The recent world-wide astronomy observing campaign of the merger of two neutron stars using light, or electromagnetic (EM) radiation, along with gravitational waves (GW), an event called GW 170817, threw wide open the multi-messenger window on the universe, producing large advances in knowledge about many fields of physics and astronomy. But at least one aspect of such a merger is yet to be explored by observations: the interaction of the magnetospheres, or regions of space affected by magnetic fields, of the two neutron stars (NS), contemporaneous with, or just prior to the release of the most intense gravitational waves and the merger. Various theoretical models suggest that a bright, prompt, low-frequency radio pulse could be emitted at that time. A research collaboration between Virginia Polytechnic Institute and State University (Virginia Tech; VT) and the State University of New York College at Old Westbury will conduct a triggered search for fast radio transients coincident with GW signals from binary NS mergers detected by the Laser Interferometer Gravitational Wave Observatory (LIGO) and Virgo collaboration. The first station of the Long Wavelength Array (LWA1) radio telescope will be used in this work. A graduate student at Virginia Tech and undergraduate students at both institutions will be involved in this research. At SUNY Old Westbury, where the student body predominantly consists of members of groups underrepresented in astronomy, a particular effort will be made to involve students from these groups in the research program.

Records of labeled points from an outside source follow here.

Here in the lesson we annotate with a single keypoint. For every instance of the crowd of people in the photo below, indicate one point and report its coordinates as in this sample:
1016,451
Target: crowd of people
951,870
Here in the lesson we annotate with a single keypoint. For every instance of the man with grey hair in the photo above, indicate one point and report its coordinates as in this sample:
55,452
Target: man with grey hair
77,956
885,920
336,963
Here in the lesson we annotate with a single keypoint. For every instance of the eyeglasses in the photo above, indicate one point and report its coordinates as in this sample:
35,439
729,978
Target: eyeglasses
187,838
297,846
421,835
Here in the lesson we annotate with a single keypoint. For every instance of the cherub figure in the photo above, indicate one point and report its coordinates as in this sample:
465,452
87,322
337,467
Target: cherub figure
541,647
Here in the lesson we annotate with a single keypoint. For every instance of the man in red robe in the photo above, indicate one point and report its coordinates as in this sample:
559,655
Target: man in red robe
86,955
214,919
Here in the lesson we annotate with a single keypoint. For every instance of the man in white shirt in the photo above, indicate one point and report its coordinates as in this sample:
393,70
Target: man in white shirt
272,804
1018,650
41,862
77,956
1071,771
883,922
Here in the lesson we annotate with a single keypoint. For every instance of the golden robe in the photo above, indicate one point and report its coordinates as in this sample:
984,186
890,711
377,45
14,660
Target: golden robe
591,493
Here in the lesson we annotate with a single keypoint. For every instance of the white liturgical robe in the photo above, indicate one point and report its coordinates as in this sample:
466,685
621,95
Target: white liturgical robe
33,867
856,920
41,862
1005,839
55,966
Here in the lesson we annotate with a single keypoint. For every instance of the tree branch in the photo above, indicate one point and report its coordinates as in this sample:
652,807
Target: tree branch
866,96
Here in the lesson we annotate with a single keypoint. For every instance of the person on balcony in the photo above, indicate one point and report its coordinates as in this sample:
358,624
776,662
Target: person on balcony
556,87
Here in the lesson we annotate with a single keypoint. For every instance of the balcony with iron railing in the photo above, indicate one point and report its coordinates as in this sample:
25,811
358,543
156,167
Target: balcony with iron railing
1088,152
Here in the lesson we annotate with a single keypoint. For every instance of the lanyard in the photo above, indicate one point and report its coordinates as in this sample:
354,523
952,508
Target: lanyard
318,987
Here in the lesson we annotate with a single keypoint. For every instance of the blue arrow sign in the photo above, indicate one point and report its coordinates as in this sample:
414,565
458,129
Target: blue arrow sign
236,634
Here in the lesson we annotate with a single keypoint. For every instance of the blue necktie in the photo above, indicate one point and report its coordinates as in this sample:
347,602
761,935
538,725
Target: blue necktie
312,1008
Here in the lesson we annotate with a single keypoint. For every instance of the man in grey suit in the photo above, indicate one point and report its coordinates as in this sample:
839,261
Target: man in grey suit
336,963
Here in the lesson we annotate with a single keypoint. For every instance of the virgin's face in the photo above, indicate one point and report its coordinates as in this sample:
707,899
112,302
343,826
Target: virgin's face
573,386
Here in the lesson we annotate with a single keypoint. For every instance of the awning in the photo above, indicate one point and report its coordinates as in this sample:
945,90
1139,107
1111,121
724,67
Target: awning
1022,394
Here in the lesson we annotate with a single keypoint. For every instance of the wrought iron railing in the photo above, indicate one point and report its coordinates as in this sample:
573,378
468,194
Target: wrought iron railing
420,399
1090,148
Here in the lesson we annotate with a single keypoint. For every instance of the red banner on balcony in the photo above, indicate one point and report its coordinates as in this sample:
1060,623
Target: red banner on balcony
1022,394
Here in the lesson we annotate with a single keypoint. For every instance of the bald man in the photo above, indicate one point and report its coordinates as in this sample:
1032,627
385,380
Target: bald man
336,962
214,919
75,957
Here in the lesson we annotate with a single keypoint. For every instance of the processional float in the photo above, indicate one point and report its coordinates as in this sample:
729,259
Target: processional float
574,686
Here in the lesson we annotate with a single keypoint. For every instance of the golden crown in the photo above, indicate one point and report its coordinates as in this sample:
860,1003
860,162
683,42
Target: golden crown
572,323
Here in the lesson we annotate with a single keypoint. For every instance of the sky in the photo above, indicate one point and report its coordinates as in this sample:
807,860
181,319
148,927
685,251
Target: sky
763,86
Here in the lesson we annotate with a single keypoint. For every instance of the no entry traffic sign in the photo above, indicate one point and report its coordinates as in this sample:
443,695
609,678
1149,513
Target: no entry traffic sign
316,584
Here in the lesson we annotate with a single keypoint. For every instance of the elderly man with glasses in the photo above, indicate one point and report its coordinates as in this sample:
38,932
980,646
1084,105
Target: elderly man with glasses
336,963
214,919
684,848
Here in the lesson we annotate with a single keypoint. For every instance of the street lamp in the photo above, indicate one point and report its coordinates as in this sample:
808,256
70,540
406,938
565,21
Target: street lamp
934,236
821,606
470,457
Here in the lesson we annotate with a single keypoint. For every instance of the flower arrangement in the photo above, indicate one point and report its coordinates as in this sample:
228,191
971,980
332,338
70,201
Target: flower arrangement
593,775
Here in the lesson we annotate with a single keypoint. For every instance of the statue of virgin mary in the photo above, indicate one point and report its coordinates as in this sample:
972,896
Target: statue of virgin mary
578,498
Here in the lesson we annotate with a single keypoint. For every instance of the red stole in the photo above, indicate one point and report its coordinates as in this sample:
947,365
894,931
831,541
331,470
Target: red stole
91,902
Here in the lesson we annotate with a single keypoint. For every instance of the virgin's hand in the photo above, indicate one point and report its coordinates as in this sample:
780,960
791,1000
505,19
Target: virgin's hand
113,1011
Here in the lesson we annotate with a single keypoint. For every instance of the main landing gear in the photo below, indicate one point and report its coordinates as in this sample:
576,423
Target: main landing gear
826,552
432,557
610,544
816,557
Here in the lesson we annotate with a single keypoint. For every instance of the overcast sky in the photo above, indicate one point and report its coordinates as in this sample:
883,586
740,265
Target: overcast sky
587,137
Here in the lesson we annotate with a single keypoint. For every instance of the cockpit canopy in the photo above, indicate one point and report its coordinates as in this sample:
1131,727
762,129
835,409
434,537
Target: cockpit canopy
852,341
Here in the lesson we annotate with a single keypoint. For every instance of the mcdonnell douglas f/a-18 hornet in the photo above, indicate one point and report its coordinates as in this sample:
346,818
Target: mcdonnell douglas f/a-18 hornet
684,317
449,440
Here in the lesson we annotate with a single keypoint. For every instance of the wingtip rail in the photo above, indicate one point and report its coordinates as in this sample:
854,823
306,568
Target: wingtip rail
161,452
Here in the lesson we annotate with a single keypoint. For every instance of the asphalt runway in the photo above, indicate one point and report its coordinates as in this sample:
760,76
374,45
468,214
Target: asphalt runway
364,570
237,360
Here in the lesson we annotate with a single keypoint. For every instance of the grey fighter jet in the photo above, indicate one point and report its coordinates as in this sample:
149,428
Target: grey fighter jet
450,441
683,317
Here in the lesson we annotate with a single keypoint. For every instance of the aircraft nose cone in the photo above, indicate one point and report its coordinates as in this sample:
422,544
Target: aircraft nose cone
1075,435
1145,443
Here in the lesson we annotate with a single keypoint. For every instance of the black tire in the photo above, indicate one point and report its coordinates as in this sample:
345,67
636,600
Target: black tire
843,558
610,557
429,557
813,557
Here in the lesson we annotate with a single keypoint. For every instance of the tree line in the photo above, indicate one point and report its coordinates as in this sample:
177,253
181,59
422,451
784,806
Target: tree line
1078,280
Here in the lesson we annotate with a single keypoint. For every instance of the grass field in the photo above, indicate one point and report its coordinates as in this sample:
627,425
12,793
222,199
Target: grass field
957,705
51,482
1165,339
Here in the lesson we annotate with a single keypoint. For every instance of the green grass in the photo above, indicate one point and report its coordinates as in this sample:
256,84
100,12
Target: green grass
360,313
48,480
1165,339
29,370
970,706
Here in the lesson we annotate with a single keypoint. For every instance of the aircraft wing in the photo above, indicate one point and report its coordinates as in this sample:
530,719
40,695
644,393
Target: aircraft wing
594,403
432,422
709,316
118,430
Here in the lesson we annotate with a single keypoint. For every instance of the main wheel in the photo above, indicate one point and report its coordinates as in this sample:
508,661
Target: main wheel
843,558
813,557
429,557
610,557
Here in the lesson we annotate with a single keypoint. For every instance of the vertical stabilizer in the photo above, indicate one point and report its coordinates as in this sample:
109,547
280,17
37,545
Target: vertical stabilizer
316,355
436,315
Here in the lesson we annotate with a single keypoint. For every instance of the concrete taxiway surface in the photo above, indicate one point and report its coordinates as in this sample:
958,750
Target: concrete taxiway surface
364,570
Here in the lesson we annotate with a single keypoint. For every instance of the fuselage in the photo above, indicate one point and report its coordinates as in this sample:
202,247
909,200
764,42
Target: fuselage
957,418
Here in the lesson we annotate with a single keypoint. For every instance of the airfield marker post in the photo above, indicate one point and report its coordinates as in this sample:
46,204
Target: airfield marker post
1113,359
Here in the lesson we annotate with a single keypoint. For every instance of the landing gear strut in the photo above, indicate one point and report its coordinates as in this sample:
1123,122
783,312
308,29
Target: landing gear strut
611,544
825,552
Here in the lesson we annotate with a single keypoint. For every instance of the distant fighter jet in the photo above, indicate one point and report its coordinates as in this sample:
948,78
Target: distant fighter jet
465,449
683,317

Observing a prompt radio pulse in near-coincidence with a GW event (or setting limits on its brightness) could pin down details of the environmental physics of the merger which can play a role in understanding the subsequent accretion, relativistic jet, gamma-ray burst, and succeeding electromagnetic emission. LIGO will start the O4 science run in 2021, during the project period. The latency for GW notification will be low enough (3 minutes) to enable LWA1?s automatic response system to begin timely observations. The research team has extensive experience with dispersed single-pulse detection, using LWA1. So they are well-positioned to observe any prompt low-frequency pulse. The researchers will communicate their observations and analysis of any prompt pulse (or upper limit) as quickly as possible through the LIGO-Virgo OpenLVEM Forum, probably within about a day of an event. This project advances the goals of the NSF Windows on the Universe Big Idea.
This award reflects NSF's statutory mission and has been deemed worthy of support through evaluation using the Foundation's intellectual merit and broader impacts review criteria.